Validating your data before sharing with the community

In a previous blog post we learnt how to create a Data Package to share the data from your scientific publications.

But often times we need to update or modify our data after we cleaned and share them (e.g., after collecting new observations, or correcting for some errors). This can lead to some errors, such as entering duplicate rows by mistake or using a different format that does not match the one specified before. To avoid these situations, we have a Frictionless tool that helps us verify and validate our dataset before sharing it: goodtables.

As with other Frictionless tools, we can use a GUI-based web application to click our way through the validation process. But this time we will be using the command-line tools and Python library to see how they offer much more flexibility.

Since we uploaded both the CSV file with the data and the JSON file with the metadata to a GitHub repository, we will clone it to work with it locally in our computer:

git clone https://github.com/danalclop/Alcala-Lopez18CerebCortex.git

Once we have the frictionless tools installed (you can check the installation guide for some help if you don't), we can simply get inside the folder we just cloned and use the command line to call goodtables:

goodtables datapackage.json

This will display a bunch of information, starting with a short description of the dataset which will point out whether, overall, the Data Package is valid. As you can see in the image below, the Data Package we created in the previous blog post is valid. But what would had happen if the dataset contained any errors?

Output from the 'goodtables' command-line tool

The command-line tool can quickly give you a verification check on your Data Package.

I introduced a few structure errors in a copy of one of the CSV files. Let's see what happens now when we call goodtables from the command line to validate both the previous and the new versions of that data file specifically (instead of the whole Data Package, for simplicity):

goodtables data/ASJ+18-Table1b.csv

Output from 'goodtables' command-line tool when checking a valid data file

goodtables data/ASJ+18-Table1b_invalid.csv

Output from the 'goodtables' command-line tool when checking an invalid data file

When Goodtables detects an error, it will display a red error message and explain at the bottom what isn't working.

As expected, Goodtables says that the data is not valid. The tool found all the errors and pointed them out so that we can know specifically what each error is and where it is located (row and column). We have a duplicate variable name in the header ('ID' appears twice), a row that contains two extra fields compared to the rest of the data, a row that is entirely blank, and a duplicate row. You can check the list of data quality errors that Goodtables can detect by default, but also create your own custom checks.

This way, you can prevent unseen mistakes or unwanted changes that may affect how re-usable your data is by validating before sharing.
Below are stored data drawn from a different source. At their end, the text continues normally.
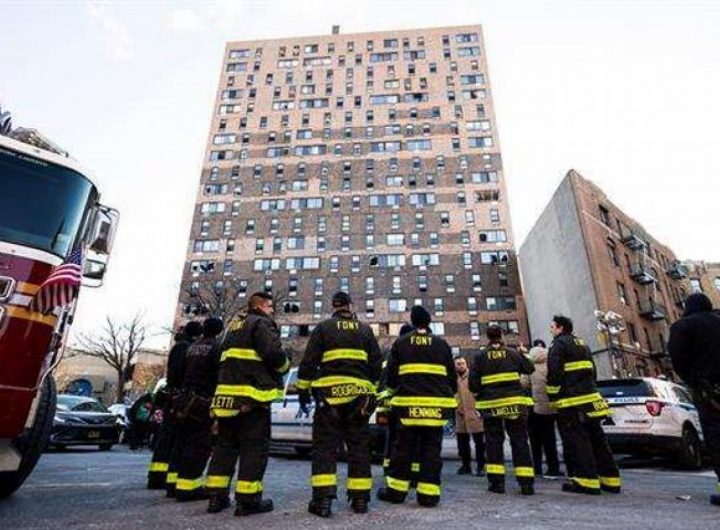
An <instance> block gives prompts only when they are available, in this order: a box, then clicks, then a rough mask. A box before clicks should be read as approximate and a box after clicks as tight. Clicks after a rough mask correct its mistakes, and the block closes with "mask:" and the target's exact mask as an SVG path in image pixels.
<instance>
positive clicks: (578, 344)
mask: <svg viewBox="0 0 720 530" xmlns="http://www.w3.org/2000/svg"><path fill="white" fill-rule="evenodd" d="M550 333H551V334H552V336H553V342H552V344H551V345H550V352H549V354H548V373H547V387H546V390H547V394H548V397H549V399H550V403H551V406H553V407H555V408H556V409H557V411H558V426H559V427H560V436H561V437H562V442H563V447H564V449H565V458H566V462H565V465H566V467H567V469H568V476H569V477H568V478H569V480H568V482H566V483H564V484H563V485H562V489H563V491H567V492H571V493H585V494H590V495H599V494H600V490H601V489H602V490H604V491H607V492H610V493H620V488H621V480H620V472H619V471H618V467H617V464H616V463H615V460H614V459H613V455H612V452H611V451H610V446H609V445H608V442H607V438H606V437H605V432H604V431H603V428H602V425H601V422H602V421H603V419H604V418H605V417H607V416H609V415H610V414H612V412H611V411H610V408H609V407H608V404H607V402H606V401H605V400H604V399H603V397H602V396H601V395H600V393H599V392H598V389H597V385H596V382H595V380H596V374H595V365H594V364H593V362H592V353H591V352H590V348H588V346H587V344H585V341H584V340H583V339H582V338H580V337H576V336H575V335H573V323H572V320H570V319H569V318H567V317H565V316H561V315H559V316H555V317H554V318H553V321H552V323H551V324H550Z"/></svg>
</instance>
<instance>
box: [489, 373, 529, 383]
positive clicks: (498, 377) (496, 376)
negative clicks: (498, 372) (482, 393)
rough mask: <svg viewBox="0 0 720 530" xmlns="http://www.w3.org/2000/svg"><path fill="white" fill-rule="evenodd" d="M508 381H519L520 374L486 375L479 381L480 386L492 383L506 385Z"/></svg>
mask: <svg viewBox="0 0 720 530" xmlns="http://www.w3.org/2000/svg"><path fill="white" fill-rule="evenodd" d="M509 381H520V374H519V373H517V372H503V373H501V374H493V375H486V376H483V377H482V378H481V379H480V384H481V385H491V384H493V383H507V382H509Z"/></svg>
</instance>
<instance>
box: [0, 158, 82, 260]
mask: <svg viewBox="0 0 720 530" xmlns="http://www.w3.org/2000/svg"><path fill="white" fill-rule="evenodd" d="M0 190H2V193H0V240H1V241H7V242H9V243H15V244H18V245H27V246H31V247H35V248H38V249H41V250H45V251H47V252H52V253H53V254H57V255H58V256H62V257H65V256H67V255H68V252H69V250H70V249H71V248H72V245H73V242H74V241H75V240H76V238H77V236H78V230H79V229H80V226H81V224H82V221H83V216H84V214H85V211H86V209H87V206H88V203H89V200H90V198H91V195H92V194H93V186H92V184H91V183H90V181H89V180H87V179H86V178H84V177H83V176H82V175H81V174H80V173H78V172H76V171H73V170H72V169H68V168H64V167H61V166H56V165H54V164H50V163H48V162H44V161H42V160H39V159H36V158H32V157H30V156H26V155H23V154H21V153H16V152H14V151H10V150H7V149H4V148H2V147H0Z"/></svg>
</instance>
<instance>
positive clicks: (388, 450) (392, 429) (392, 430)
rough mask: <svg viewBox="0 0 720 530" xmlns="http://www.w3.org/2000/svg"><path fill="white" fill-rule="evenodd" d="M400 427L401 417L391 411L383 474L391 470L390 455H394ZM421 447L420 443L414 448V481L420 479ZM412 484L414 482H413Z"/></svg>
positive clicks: (386, 439) (386, 437)
mask: <svg viewBox="0 0 720 530" xmlns="http://www.w3.org/2000/svg"><path fill="white" fill-rule="evenodd" d="M399 428H400V419H399V418H398V415H397V413H396V412H394V411H392V410H391V411H390V412H389V413H388V426H387V431H386V436H385V456H384V458H383V474H384V475H385V476H387V474H388V473H389V472H390V456H391V455H392V452H393V448H394V447H395V440H397V432H398V429H399ZM419 454H420V447H419V444H417V445H416V446H415V447H413V449H412V455H411V458H412V465H411V466H410V471H411V475H410V480H411V481H412V482H417V479H418V473H420V458H419V456H418V455H419ZM411 485H412V484H411Z"/></svg>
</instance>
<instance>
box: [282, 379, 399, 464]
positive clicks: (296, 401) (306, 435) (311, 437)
mask: <svg viewBox="0 0 720 530" xmlns="http://www.w3.org/2000/svg"><path fill="white" fill-rule="evenodd" d="M284 384H285V388H284V393H283V399H282V400H281V401H276V402H274V403H273V404H272V406H271V408H270V414H271V422H272V435H271V438H270V442H271V446H272V448H273V449H274V450H283V451H288V450H289V451H294V452H295V453H297V454H298V455H301V456H307V455H309V454H310V446H311V445H312V421H313V410H314V406H315V404H314V403H313V404H311V405H310V410H309V411H308V413H307V414H306V413H304V412H302V411H301V410H300V403H299V402H298V395H297V394H298V390H297V368H291V369H290V371H289V372H288V373H287V374H286V375H285V379H284ZM376 416H377V415H376V414H373V415H372V416H371V417H370V449H371V453H372V455H373V456H374V457H375V458H377V457H380V456H381V455H382V454H383V452H384V450H385V426H384V425H379V424H378V422H377V421H376Z"/></svg>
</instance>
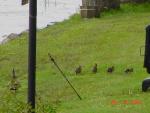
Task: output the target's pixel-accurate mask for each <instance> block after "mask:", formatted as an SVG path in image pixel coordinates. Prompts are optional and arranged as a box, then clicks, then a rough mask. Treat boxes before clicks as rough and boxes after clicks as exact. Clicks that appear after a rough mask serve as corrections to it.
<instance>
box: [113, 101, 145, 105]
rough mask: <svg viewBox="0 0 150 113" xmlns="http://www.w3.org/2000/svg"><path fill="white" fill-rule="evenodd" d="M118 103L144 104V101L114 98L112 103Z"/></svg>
mask: <svg viewBox="0 0 150 113" xmlns="http://www.w3.org/2000/svg"><path fill="white" fill-rule="evenodd" d="M118 104H125V105H129V104H130V105H140V104H142V101H140V100H130V101H129V100H123V101H117V100H112V101H111V105H118Z"/></svg>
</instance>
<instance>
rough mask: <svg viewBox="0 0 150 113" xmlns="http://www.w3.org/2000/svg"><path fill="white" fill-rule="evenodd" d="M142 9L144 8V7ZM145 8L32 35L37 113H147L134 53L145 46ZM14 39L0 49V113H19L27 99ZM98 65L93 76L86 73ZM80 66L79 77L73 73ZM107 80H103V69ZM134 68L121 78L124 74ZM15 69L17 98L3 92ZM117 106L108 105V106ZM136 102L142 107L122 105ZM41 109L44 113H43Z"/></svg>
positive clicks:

In addition to the command-line interface, we can use the Python library to address each of the errors in detail. This can be helpful if you are already working with your data in Python and want to interactively check the quality of the data:

> from goodtables import validate

> report = validate('data/ASJ+18-Table1b_invalid.csv')
> report['valid']
False

> report['error-count']
5

# print the code of the first error
> report['tables'][0]['errors'][0]['code']
'duplicate-header'

# print the error message of the fourth error
> report['tables'][0]['errors'][3]['message']
'Row 25 is completely blank'

Moreover, there are other things you can do with the Goodtables Python library. You can create your own custom checks or skip one of the existing if, for instance, you deliberately left an entire row blank:

> report = validate('data/ASJ+18-Table1b_invalid.csv', skip_checks=['blank-row', 'missing-value'])
4

Conclusion

Once we have decided to share our data with the rest of the world, it is important to make sure that other people will be able to reuse it. This means providing as much metadata as possible, but also checking that there are no errors in the data that might prevent others from benefiting from our data. Goodtables is a simple tool that you can use both on the web and in the command-line interface to carry out this verification process.

Bonus

If you are planning to share your data and metadata in GitHub, there is a Goodtables website that offers a continuous validation service for tabular data. This means you can sync your GitHub repository and rely on Goodtables to validate your data after every change. You can even add a Goodtables badge at the top of your README file so everyone can see you validated your data before sharing!

Goodtables badge showing that the data in this GitHub repository is valid

Goodtables integrates well with GitHub, offering a continuous validation service for tabular data.